First, the aggrieved party must find out the state, local, or municipal agency responsible for the injury and submit a notice of claim. The submission is typically made to the attorney general or directly to the government employee/agency alleged of causing personal injury/loss. The petitioner must provide this notice within 180 days of injury (Minn. Stat. 3.736.5).. The state agency will review the claim upon receipt and respond with a decision to accept or deny payment.
When the agency denies, the petition must file the case within the statutes of limitation. The window is six years for a personal injury claim, four (4) years for a medical malpractice claim, and three (3) years for a wrongful death claim (Minn.
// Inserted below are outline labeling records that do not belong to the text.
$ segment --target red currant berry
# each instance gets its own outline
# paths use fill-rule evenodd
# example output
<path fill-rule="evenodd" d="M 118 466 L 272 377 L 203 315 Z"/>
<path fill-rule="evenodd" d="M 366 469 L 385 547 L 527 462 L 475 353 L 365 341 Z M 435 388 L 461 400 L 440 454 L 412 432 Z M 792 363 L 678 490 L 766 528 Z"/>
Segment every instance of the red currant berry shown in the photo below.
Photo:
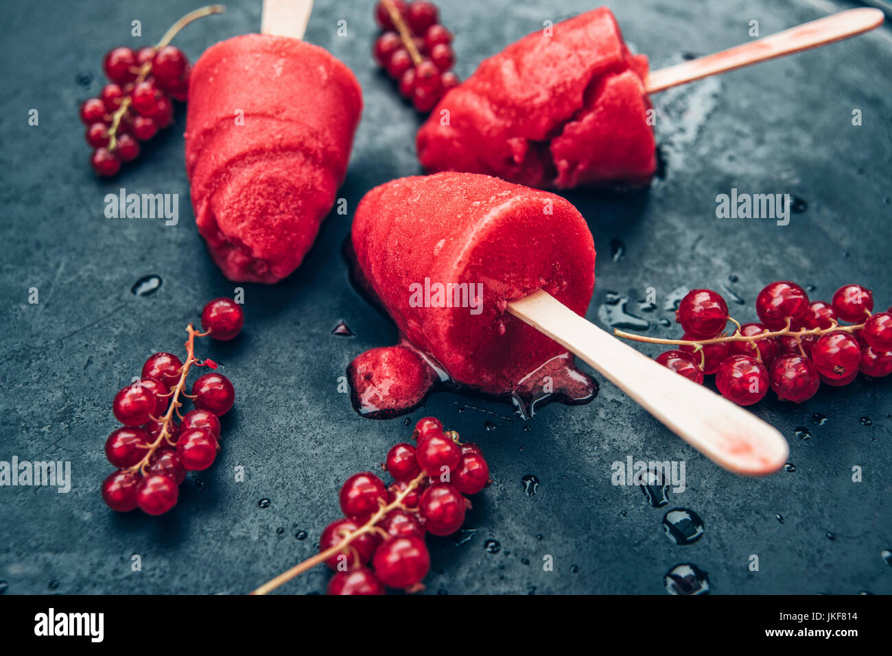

Stat. 3.736.11).. The maximum amount that a petitioner may claim is $1,500,000 (Minn. Stat. 3. 736.4).. For a denial, file a claim following the judiciary’s systematic instructions for initiating civil actions in Minnesota.
What Does a Tort Claim Contain in Minnesota?
A notice of claim to the agency or public employee responsible for the injury must contain the following information:
- Time, place, and circumstances of the injury;
- Name and contact information of the petitioner;
- Names of the officials involved, if known;
- Amount of compensation demanded;
- Documents supporting the estimation of damages;
In filing a complaint in court, the petitioner must also include the above information and proof of notice to the state agency.
What Happens after a Tort Claim is Filed in Minnesota?
If the state agency accepts the claim, the director or commissioner shall notify the claimant and provide instructions for processing the payment. The claimant must also submit a receipt of a written release approved by the attorney general (Minn. Stat. 3.736.7)..
If the state agency rejects the claim, the case goes to court following the civil action process. The parties have the option of negotiating a mediated settlement. If mediation fails, then a judge shall hear the case and issue a ruling based on the arguments and supporting evidence. If dissatisfied, the parties have the option of appealing the court ruling.
Why Do I Need a Personal Injury Lawyer for a Tort Claim?
A represented petitioner can better exercise his/her legal rights through an experienced attorney compared with a pro se litigant. Even with self-help resources, a self-represented litigant is often pressed for time and is less efficient than an experienced attorney.